Muslim Brotherhood gears up for Egypt rallies
CAIRO — The Muslim Brotherhood ramped up its calls on Thursday for nationwide protests against Egypt's military-backed government, while an Islamist ally of the ousted president spoke of an attempt to broker a deal before the “ship of the nation sinks.”
The Brotherhood's call for mass protests and sit-ins on Friday will test how much the fierce security crackdown has crippled the Islamist group and if it can still mobilize its base in the face of widespread public anger against it.
Egypt's security forces have increased their presence in the streets ahead of the planned demonstrations and accused the group of using rallies to produce chaos. Authorities continued to hunt down wanted leaders, arresting two top Brotherhood figures.
Some fear the protests could tailspin into another bout of violence.
Bloodshed peaked two weeks ago when police, backed by snipers and bulldozers, attacked two Brotherhood-led sit-ins in the capital protesting the popularly supported July 3 military ouster of President Mohamed Morsy, a longtime leader in the group.

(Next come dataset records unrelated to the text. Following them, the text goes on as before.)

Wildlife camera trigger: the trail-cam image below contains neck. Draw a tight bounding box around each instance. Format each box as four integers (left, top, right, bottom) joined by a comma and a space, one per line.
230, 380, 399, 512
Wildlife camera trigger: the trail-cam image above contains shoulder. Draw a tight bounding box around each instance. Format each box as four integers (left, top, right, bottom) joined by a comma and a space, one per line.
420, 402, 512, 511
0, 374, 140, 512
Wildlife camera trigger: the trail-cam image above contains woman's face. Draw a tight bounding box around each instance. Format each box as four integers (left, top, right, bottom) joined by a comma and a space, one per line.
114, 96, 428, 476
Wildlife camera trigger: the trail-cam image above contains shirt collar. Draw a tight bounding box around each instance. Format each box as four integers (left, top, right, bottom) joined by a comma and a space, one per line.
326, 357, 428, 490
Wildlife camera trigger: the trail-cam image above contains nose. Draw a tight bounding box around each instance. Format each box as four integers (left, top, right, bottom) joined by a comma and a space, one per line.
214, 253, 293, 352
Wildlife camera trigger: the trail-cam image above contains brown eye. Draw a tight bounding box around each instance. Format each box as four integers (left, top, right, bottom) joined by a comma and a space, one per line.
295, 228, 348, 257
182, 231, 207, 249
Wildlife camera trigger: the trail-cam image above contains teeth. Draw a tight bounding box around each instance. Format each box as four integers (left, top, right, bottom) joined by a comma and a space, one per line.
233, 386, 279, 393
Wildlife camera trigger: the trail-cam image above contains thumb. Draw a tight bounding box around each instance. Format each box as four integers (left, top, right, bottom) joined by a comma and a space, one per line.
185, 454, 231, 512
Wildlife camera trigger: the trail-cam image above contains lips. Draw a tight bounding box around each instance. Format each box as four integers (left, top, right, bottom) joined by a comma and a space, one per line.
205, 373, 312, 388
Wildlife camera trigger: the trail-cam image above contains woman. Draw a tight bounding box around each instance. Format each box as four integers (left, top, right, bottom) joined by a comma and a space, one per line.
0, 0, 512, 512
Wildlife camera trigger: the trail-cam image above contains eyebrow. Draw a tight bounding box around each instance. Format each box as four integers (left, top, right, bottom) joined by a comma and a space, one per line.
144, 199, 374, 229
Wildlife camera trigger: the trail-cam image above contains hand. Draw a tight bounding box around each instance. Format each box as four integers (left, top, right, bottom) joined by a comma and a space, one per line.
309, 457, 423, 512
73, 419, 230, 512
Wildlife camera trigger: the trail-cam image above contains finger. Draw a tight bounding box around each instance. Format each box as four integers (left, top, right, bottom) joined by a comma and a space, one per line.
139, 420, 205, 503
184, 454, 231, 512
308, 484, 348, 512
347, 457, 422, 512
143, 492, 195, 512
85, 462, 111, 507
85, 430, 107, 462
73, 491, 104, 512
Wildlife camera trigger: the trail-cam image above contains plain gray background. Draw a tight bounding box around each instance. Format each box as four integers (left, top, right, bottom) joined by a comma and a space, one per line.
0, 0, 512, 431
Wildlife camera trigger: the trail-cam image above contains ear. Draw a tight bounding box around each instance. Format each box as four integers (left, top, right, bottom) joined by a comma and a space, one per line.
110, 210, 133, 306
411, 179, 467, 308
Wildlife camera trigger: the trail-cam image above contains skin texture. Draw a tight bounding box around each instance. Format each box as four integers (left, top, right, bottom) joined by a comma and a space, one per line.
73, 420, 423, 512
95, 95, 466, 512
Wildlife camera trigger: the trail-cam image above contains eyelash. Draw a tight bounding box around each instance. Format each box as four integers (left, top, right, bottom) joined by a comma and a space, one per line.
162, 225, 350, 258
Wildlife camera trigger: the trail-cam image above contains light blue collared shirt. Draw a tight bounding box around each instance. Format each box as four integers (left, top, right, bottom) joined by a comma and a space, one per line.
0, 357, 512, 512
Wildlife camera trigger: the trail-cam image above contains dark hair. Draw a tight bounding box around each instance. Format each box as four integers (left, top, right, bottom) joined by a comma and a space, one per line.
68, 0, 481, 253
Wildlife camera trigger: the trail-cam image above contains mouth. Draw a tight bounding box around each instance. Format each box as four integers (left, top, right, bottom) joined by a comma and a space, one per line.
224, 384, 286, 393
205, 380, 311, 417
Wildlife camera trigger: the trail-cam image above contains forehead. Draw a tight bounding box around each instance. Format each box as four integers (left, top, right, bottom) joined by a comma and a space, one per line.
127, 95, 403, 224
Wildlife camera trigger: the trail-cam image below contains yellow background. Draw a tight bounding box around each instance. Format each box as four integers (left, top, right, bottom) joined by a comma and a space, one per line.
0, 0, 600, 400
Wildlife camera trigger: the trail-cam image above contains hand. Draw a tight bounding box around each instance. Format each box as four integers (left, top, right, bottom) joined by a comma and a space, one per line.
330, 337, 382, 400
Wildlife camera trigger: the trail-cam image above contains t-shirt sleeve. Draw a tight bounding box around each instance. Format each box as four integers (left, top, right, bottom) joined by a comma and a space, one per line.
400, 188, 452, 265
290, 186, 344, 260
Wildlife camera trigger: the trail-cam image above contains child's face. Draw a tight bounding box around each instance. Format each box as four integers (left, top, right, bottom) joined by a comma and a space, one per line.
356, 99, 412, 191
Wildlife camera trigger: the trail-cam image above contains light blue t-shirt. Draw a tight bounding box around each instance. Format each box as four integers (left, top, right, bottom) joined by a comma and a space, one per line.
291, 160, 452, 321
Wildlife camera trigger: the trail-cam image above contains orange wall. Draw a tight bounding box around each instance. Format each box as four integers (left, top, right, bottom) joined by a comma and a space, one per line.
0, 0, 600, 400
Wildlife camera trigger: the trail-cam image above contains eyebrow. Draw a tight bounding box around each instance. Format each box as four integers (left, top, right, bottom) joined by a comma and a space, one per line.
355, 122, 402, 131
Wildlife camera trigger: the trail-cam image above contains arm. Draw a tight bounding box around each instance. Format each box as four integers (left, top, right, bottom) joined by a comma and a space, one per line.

The move sparked days of nationwide violence that killed more than 1,000 people, most of them Morsy's supporters. Many retaliated by attacking police stations, torching churches and setting government buildings on fire.
A leader of the Gamaa Islamiya ex-militant group, Abboud el-Zommor, urged both Muslim Brotherhood and military to make “concessions” and acknowledged that both are responsible for the bloodshed.
“There were miscalculations,” he said about the Brotherhood alliance refusing to disband the sit-in before state crackdown. “I knew there would be losses of many lives, and I wanted to find a political exit.
Gamaa Islamiya is one of two former militant groups that have offered an initiative to halt the country's political violence.